Dave further strengthens our senior management team and brings with him a combination of both significant operational and project development experience gained over his 22 years with Newmont Mining. Dave most recently ran Newmont's African division, where he oversaw the successful development of the Akyem project which was delivered on time and on budget, as well as the operation of Ahafo mine.
We view this is a wonderful opportunity to strengthen our operational team, especially given the multiple organic growth initiatives currently underway at New Gold. As we are moving forward with the New Afton mill expansion, furthering our evaluation of the New Afton C-zone opportunity and progressing Rainy River quickly towards development, Dave's experience paid immediate dividends.
Dave will have responsibility for our four operating mines. He will also work closely with Bob Gallagher on the advancement of our exciting development projects.
Welcome, Dave. We are thrilled to have you.
Slide five provides a summary of the quarterly operating performance at each of our mines. New Afton and Peak both continued their excellent performance delivering increased production at lower all-in sustaining costs.
At Mesquite, production increased significantly relative to both the 2013 quarter and the second quarter as planned. Production in the fourth quarter is expected to move even higher, benefiting from a further 35% increase in ore tons placed on the pad at 10% higher grade than the third quarter relative to the second quarter.
Importantly, Mesquite's all-in sustaining cost should also come down meaningfully moving forward due to a combination of increased production and a return to more traditional sustaining capital levels. As noted in our second quarter results announcement, the majority of Mesquite's full-year sustaining capital was in the third quarter which resulted in abnormal quarterly all-in sustaining costs.
Cerro San Pedro's production was below the prior-year quarter as anticipated due to the impact of the elevated stripping campaign through the early part of the third quarter. Similar to Mesquite, Cerro San Pedro saw a marked increase in both tons placed and grade in the third quarter relative to the second quarter.
It is now positioned for a strong fourth quarter. Cerro San Pedro's costs were also impacted as the mine's largely fixed operating cost base was attributed to a lower production base.
Based on performance through the first nine months of the year and on our fourth quarter plans, we are pleased to reiterate our consolidated guidance for the year of 380,000 to 420,000 ounces of gold production at all-in sustaining cost of $815 to $835 an ounce. That includes cash cost of $320 to $340 an ounce.
Slide six provides a summary of our financial results. Though our quarterly gold production remained consistent with the prior-year and copper production increased by 8%, our financial results were impacted by a few important factors.
Consistent with the broader industry, the prices of gold, silver and copper all decreased relative to the prior-year quarter. We were further affected by our sales volumes, which were below production due to the timing of those sales.
New Afton's quarterly gold sales were marked at the quarter-end gold price which was the lowest of the quarter. These impacts to revenue amounted to approximately $13 million.
As a result, our operating margin and adjusted net earnings were also affected. However, a combined $29 million decrease in operating, corporate administration and exploration expenses helped to partially offset the decrease in revenues, as well as an $11 million increase in non-cash depreciation.

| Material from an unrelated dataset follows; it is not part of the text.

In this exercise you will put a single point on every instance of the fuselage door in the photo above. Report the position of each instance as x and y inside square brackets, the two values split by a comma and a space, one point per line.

The difference between our adjusted net earnings and reported net loss was primarily driven by the combination of a $48 million non-cash expense related to the increase in Chilean tax rate from 20% to 35% as well as a pretax foreign-exchange loss of $23 million, which was partially offset by $9 million pretax gain on the mark-to-market of the company's warrants. As a result of our operating performance and despite lower metal prices, New Gold's cash flow before working capital increased by 16% relative to the adjusted cash flow before working capital in the 2013 quarter.

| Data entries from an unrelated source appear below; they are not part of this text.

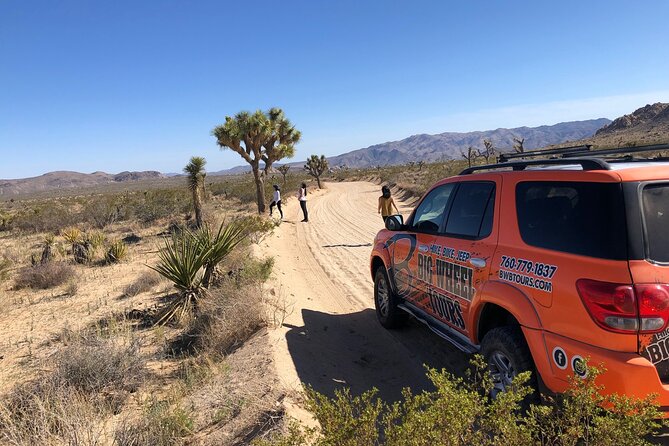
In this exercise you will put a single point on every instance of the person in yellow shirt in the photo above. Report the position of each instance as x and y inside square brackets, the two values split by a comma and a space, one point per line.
[386, 204]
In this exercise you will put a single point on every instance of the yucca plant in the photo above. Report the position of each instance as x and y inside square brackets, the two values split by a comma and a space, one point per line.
[5, 268]
[71, 235]
[220, 245]
[189, 259]
[182, 261]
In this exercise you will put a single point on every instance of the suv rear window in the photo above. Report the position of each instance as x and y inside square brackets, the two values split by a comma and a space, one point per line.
[574, 217]
[655, 202]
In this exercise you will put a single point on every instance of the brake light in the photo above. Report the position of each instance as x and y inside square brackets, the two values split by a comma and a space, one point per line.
[622, 308]
[611, 305]
[653, 306]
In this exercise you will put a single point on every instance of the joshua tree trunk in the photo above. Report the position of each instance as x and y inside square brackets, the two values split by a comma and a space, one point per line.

The third quarter of 2013 cash flow was adjusted for $18 million non-recurring Rainy River related transaction expenses, whereas there were no adjustments in the current quarter. The increase in cash flow was driven by the previously mentioned decrease in expenditures and a $15 million decrease in cash taxes.
This resulted from the combination of a tax refund at Peak and lower overall cash taxes as a greater portion of the company's profits were generated by New Afton in Canada where we have substantial tax base. During the quarter, about 75% of the $20 million in working capital was related to the increase in the inventory of ounces placed on our leach pads, with the balance related to the increase in tax receivables in Mexico.
Our net cash flow increased by 61% relative to the prior quarter. The majority of this increase to the third quarter of 2013 includes the non-recurring transaction expenses.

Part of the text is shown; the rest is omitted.